Since then I've heard some say that we know cortisol is not differently abundant in pwME vs healthy controls, and others say that it could yet be so.
I think we know that it is not different enough to explain the clinical picture of ME/CFS.
Moreover, the clinical picture is unequivocally not that of cortisol deficiency (as in Addison's).
I was not clear why the genetics homes in on HPA specifically? It seems to home in on neural mechanisms and we have seen various clues pointing to nociceptor pathways, hypothalamus, anterior ventral cortex, nucleus accumbens etc. but not specifically HPA axis. (And simple things are missing, like hypotension, sodium loss and adrenal atrophy on CT maybe.)
My guess is that there may be a lot of evidence from elsewhere indicating that CRH is not just the lord and master of cortisol production in the way students may be taught. Hypothalamic damage produces a range of clinical pictures including polyphagy with morbid obesity and growth hormone failure but I am not sure that it commonly leads to hypocortisolism. I rather suspect that CRH may have a more subtle role in cortisol regulation and, importantly, other roles, that we tend to ignore. I wouldn't be surprised if CRH knockouts had fairly normal cortisol levels.
So if we take the post mortem findings on CRH cells seriously (but not as gospel), which seems fair, and add in what we know about narcolepsy (where there isn't symptomatic hypocortisolism either) then my guess is that we should be thinking in terms of some other regulatory role of CRH that has been overlooked. that might have to do with sleep cycles, lipid metabolism, leptin, or whatever.
Also, I've heard researchers say that good hypotheses mostly arise from analysing data rather than from what I'm trying
I can assure you,
@Chris Ponting, that these people are as wrong as you think they are.
a synthesis drawing from different parts of ME/CFS research
I would recommend going wider still and looking for every clinical experiment of nature that knocks down one or other option until there is barely one left.
even when we alight on the "right one(s)", far from all data will then support it.
My personal experience is that when you alight on the 'right one' all the data does fit (at least if replicable and robust).
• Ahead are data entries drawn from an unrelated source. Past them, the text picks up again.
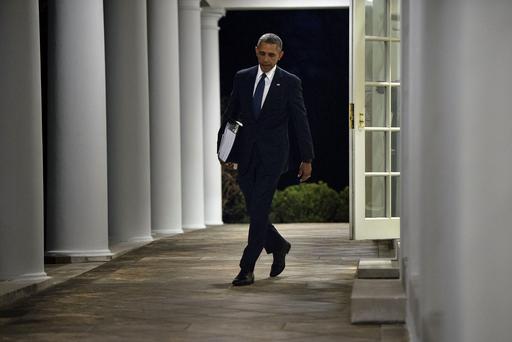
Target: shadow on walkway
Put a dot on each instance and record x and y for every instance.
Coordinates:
(179, 289)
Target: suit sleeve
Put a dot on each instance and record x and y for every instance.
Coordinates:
(231, 111)
(300, 123)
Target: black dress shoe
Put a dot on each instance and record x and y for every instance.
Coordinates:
(243, 278)
(279, 260)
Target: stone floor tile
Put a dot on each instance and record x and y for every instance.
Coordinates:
(178, 288)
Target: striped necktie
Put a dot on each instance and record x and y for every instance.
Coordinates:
(258, 96)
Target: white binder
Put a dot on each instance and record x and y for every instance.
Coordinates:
(228, 139)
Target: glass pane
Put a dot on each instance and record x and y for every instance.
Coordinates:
(375, 200)
(375, 60)
(395, 196)
(375, 18)
(375, 106)
(395, 62)
(395, 107)
(395, 18)
(375, 148)
(395, 152)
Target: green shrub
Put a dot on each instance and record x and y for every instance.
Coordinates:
(342, 212)
(310, 202)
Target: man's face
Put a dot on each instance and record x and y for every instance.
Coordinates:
(268, 55)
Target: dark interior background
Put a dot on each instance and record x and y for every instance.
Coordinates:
(316, 48)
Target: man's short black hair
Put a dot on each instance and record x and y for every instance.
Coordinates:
(271, 38)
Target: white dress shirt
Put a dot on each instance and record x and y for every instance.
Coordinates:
(268, 82)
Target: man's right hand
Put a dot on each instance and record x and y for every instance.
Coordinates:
(231, 166)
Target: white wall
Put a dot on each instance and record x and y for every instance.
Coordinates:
(458, 194)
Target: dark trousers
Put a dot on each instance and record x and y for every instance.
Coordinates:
(258, 187)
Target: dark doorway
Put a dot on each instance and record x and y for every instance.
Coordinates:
(316, 46)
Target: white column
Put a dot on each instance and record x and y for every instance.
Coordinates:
(211, 113)
(191, 101)
(77, 209)
(461, 140)
(411, 243)
(128, 120)
(164, 104)
(21, 151)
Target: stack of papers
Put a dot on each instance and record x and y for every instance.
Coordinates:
(228, 140)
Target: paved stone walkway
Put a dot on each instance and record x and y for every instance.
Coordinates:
(179, 289)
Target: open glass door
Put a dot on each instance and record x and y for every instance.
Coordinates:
(375, 119)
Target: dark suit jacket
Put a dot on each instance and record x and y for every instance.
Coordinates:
(268, 133)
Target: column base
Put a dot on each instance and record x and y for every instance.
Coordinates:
(71, 257)
(215, 223)
(136, 239)
(194, 227)
(169, 231)
(30, 277)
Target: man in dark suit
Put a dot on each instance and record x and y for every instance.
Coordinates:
(266, 98)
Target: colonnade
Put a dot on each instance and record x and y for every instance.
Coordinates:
(133, 110)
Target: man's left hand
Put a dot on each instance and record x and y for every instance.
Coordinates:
(305, 170)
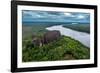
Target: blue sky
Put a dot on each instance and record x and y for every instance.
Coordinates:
(51, 16)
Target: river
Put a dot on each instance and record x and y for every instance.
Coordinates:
(82, 37)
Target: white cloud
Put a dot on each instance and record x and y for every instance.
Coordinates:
(69, 14)
(80, 16)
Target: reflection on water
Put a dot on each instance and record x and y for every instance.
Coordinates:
(84, 38)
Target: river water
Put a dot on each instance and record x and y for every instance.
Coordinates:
(82, 37)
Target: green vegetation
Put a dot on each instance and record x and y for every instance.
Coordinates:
(65, 48)
(79, 27)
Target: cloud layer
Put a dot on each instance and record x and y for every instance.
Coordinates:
(50, 16)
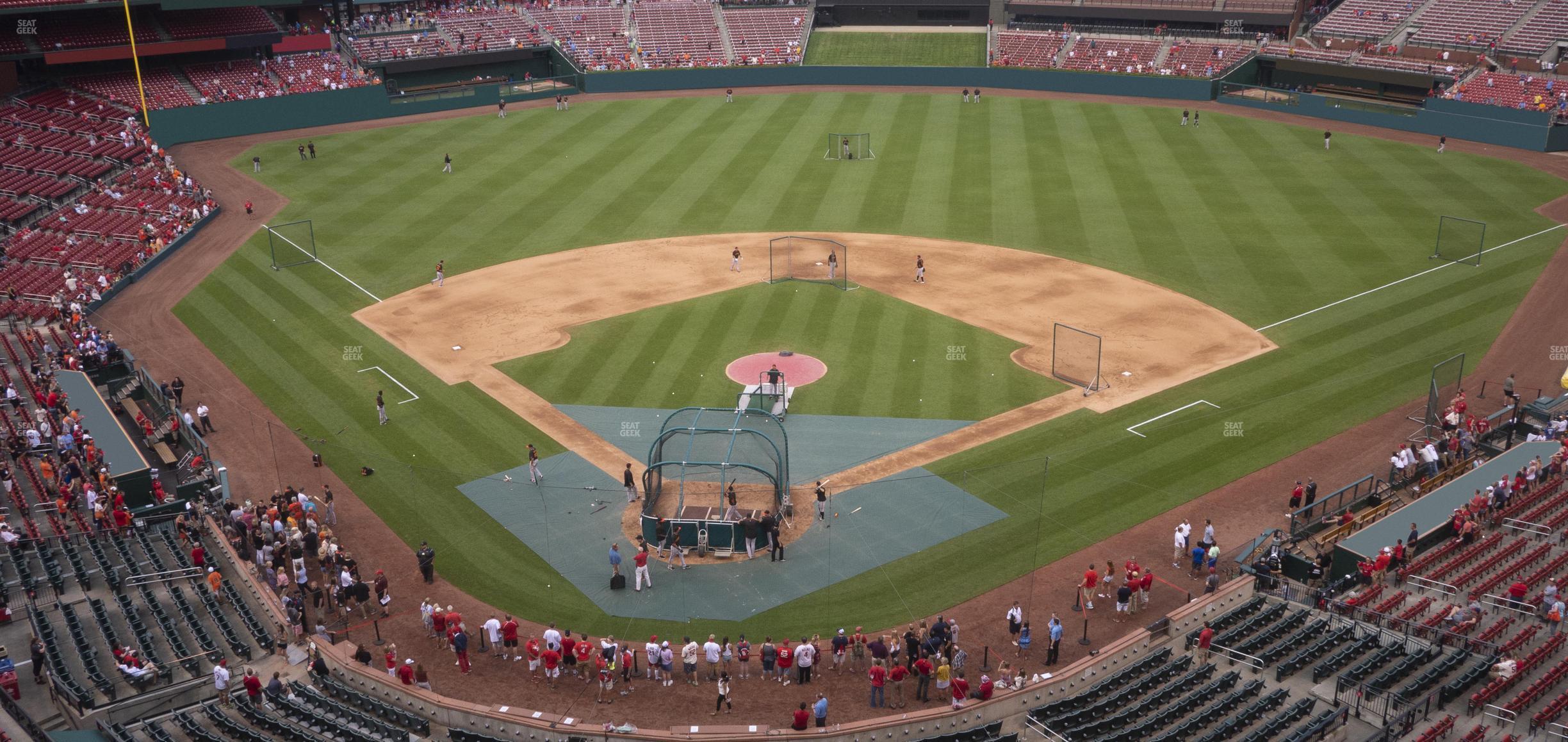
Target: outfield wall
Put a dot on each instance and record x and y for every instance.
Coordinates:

It fits with an uncanny precision that only real biology could have thought up. When it happened to me I found it hard to believe that a single experiment with 50 qualitative yes/no predictions could come up with 50 bits of fitting data. I thought God was having me on.
For some strange reason I received an email today from a clinical medical student who was attached to my 'firm' 25 years ago. He wanted to thank me for being the first person to teach him something about how scientific problems can be soluble. He remembered that I had said that there were major medical mysteries that could be solved by the students in the room if they put their minds to it, because the data were available. The difficult part is not interpreting
your data but repeatedly building and destroying causal models that draw on information from half a dozen fields time and time again until you hit on one that simply doesn't budge. New bits of data feed in to that but chiefly by prompting a new model from a new angle that suddenly makes sense of everything already there.
I guess really I am writing this to try to persuade the amazing citizen scientists who have gathered around the problem just how possible it is to solve the insoluble. There is only one way the biology will fit with the clinical disease we call ME/CFS. And as is said 'nature is subtle but not vindictive'. When someone hits on the right idea it will prove irrefutable.